October 25, 2013
Immigration officials have been telling more than 2,000 asylum seekers held on Christmas Island that they have a choice: return to their country of origin or face indefinite detention.
Under new Federal Government rules, any asylum seeker who arrived by boat after July 19 can be sent offshore for indefinite detention or returned to their country of origin.
It is not clear what the response of the Christmas Island detainees has been.
But in Darwin, where more than 1,000 people are living in four separate detention centres, some detainees have told the ABC are prepared to remain locked up rather than face persecution or even death in their country of origin.
Every Thursday evening, members of the Darwin Asylum Seeker Support Network (DASSAN) gather outside the Airport Lodge immigration detention centre, just a few hundred metres from Darwin Airport.
They set up protest placards and talk through a cyclone wire fence to the men, women and children living in converted shipping containers at the centre.
“What we’ve seen is a move away from a decision where people are having their claims assessed to one where people are completely without any idea about what’s going to happen to them,” DASSAN member Peter Robson said.
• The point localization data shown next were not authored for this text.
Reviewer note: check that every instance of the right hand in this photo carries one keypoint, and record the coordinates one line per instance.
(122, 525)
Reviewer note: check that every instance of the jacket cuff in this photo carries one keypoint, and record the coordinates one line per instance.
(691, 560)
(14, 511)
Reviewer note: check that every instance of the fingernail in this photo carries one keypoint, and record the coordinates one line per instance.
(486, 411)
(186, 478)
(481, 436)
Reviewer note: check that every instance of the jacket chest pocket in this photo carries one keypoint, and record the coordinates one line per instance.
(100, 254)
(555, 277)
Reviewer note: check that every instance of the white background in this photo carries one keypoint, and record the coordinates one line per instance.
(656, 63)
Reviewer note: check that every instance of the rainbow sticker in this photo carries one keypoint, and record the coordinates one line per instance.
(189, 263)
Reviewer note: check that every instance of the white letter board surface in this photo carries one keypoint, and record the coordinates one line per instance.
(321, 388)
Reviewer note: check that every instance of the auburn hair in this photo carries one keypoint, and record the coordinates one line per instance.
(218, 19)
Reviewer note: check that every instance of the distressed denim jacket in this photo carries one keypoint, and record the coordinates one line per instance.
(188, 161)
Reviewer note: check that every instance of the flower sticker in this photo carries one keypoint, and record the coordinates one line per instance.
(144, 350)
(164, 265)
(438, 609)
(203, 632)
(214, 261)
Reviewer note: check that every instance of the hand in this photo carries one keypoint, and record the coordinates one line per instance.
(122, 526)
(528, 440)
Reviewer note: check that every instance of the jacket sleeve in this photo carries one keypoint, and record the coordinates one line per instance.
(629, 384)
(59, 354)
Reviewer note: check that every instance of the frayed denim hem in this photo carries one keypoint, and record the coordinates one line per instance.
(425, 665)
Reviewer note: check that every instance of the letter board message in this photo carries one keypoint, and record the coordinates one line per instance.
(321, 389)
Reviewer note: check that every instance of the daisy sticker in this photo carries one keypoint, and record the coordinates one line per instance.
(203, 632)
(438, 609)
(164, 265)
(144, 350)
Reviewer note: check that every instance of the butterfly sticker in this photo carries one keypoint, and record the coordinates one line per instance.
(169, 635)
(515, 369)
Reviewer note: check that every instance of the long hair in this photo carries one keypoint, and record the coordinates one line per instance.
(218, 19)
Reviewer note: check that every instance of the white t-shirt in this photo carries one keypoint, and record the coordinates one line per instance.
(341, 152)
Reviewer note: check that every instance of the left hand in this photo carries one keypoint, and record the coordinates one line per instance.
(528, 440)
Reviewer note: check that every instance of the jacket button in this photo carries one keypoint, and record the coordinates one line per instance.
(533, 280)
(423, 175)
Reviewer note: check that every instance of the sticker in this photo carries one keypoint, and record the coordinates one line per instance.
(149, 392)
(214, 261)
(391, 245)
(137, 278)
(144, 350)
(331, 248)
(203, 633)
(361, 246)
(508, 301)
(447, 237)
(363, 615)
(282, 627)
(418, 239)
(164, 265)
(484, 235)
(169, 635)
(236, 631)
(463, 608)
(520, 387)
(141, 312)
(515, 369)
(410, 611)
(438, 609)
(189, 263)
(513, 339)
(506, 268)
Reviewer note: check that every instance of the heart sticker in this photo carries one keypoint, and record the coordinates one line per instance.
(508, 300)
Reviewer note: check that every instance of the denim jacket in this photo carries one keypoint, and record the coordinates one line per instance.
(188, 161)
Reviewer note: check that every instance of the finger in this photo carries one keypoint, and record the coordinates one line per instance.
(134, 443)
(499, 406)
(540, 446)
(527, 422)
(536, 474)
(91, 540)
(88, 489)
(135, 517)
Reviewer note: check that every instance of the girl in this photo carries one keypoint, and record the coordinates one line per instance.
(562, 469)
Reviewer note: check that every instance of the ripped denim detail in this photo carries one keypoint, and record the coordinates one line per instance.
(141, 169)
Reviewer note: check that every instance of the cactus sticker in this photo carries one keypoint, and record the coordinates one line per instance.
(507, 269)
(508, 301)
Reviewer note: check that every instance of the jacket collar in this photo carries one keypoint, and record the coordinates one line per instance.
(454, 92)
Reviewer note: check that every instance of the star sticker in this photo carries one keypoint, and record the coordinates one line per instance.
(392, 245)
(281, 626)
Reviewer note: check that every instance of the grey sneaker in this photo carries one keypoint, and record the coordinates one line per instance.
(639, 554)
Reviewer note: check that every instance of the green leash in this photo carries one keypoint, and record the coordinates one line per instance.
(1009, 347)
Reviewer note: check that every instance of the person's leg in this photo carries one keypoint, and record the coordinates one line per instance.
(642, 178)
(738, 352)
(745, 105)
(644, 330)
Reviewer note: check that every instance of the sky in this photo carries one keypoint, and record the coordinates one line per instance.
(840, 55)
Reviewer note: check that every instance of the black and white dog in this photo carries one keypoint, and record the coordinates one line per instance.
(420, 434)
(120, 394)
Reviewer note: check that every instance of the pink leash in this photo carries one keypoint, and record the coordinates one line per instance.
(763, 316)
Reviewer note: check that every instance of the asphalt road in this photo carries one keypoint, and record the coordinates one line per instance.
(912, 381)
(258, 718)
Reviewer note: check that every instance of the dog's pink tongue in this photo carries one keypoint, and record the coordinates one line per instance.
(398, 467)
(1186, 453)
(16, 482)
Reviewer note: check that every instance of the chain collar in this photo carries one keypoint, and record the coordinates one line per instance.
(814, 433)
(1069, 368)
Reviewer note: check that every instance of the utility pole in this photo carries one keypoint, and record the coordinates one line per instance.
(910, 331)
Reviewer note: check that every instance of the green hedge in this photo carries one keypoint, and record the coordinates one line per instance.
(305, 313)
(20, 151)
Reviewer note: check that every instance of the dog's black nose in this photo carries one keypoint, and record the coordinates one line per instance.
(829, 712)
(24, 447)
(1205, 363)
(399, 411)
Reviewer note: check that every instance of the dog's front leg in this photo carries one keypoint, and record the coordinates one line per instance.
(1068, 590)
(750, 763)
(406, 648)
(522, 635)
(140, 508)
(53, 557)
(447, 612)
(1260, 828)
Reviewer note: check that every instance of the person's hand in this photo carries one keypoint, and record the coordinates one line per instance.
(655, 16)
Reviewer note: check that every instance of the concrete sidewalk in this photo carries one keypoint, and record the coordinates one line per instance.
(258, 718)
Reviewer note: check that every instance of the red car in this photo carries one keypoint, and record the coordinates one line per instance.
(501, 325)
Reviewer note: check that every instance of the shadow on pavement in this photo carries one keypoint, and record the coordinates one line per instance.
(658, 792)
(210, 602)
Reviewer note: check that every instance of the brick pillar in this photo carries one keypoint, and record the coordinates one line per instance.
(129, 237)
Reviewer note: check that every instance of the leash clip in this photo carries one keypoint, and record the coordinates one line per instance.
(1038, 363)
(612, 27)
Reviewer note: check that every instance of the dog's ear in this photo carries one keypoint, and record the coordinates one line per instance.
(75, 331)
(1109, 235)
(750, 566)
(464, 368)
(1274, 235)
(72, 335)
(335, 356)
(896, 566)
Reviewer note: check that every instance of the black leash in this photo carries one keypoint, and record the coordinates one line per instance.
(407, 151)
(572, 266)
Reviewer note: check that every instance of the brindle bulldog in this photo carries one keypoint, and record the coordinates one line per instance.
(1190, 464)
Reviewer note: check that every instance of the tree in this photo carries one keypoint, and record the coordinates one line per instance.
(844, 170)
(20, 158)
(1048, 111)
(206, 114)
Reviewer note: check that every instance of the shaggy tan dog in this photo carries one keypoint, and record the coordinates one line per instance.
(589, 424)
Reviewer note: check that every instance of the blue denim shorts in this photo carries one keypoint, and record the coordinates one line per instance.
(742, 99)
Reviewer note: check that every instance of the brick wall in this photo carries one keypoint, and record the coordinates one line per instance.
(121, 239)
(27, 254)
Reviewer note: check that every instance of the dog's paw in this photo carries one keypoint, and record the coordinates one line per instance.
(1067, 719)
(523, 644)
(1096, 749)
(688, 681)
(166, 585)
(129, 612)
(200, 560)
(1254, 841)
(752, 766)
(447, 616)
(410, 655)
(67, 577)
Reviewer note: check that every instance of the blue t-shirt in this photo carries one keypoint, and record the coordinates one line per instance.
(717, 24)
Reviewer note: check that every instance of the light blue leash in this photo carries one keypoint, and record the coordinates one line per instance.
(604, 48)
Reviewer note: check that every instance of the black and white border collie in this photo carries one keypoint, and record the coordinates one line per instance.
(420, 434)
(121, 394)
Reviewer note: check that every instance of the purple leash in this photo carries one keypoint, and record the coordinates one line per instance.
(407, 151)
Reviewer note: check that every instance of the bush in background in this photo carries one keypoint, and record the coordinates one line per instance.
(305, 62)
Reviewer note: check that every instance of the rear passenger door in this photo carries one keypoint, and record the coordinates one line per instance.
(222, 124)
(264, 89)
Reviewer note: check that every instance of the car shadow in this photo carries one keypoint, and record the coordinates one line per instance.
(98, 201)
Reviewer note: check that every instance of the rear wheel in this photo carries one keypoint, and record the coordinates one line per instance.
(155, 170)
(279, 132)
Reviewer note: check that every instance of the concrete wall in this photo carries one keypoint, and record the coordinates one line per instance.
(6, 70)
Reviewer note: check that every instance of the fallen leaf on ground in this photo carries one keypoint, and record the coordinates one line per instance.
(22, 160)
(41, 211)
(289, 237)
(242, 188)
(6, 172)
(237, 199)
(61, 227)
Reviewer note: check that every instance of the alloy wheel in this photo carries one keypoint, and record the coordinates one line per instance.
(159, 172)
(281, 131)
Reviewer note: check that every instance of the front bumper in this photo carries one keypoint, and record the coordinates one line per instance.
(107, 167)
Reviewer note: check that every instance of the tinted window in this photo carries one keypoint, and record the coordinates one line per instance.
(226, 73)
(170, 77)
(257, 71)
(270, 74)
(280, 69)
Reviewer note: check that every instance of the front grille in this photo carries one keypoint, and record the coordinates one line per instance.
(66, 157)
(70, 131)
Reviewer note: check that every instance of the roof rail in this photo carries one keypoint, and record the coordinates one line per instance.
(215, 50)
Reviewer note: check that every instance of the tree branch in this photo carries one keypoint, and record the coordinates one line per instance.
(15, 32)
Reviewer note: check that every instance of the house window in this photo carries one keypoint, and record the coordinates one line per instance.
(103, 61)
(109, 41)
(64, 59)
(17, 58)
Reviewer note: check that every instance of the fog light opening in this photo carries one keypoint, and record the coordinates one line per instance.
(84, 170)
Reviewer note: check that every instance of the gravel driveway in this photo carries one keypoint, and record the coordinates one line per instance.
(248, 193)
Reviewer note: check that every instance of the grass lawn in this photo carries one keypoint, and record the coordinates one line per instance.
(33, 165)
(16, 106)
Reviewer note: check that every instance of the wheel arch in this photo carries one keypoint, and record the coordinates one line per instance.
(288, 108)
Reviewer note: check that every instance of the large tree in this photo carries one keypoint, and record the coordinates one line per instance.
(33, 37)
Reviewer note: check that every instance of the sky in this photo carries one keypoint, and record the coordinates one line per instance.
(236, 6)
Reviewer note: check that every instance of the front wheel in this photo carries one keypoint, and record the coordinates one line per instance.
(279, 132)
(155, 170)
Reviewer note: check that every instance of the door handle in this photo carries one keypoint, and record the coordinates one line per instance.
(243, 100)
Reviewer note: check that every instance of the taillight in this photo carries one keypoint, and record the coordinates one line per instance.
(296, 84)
Last night, a crowd of asylum seekers came to the fence as the ABC approached with a camera crew.
“I have no home right now,” one asylum seeker said.
“Where should I live? I should live in Afghanistan? I have never seen Afghanistan.”
Another woman said through a translator that she was brought to Darwin for medical treatment but she wants to return to Christmas Island, where her family is.
Outside of detention, there are about 21,000 people in Australia on bridging visas awaiting the outcome of their asylum claims.
Many of the people the ABC spoke to have been brought to Darwin from Christmas Island for medical treatment. They are from Afghanistan, Vietnam, Lebanon, Iran and Iraq.
Detainees in the dark about their future
“If they tell us we’re going to stay here for a year, two years, five years we don’t have problem,” another asylum seeker said.
“But they don’t tell us. And maybe, before I came here on Christmas Island my transfer was cancelled three times.”
Several of the women have recently given birth or are about to have a child. Mr Robson says four women who had recently given birth were sent offshore with little notice.
“What we do know is that they were woken up at 5am, they were ushered out of their rooms.
“They had an opportunity to make a phone call, which is why we know what happened to them, and then they were simply put on a plane and taken to Christmas Island.”
Some of the asylum seekers the ABC spoke to knew they would not be allowed to stay in Australia but said they would be prepared to stay in detention indefinitely rather than face death in their country of origin.
Not one of the more than 10 asylum seekers the ABC spoke to knows what is going to happen to them.
One man said through a translator that he is afraid of contractor Serco, saying they knock on his door and tell him to go back to Christmas Island.
Under the new Federal Government, any asylum seeker who arrived by boat after July 19 could be sent offshore for indefinite detention or returned to their country of origin.
Several of the people the ABC spoke to did not want to return to the Christmas Island detention centre because they say it is overcrowded, there are not enough toilets for everyone and people have to line up for hours to get a meal.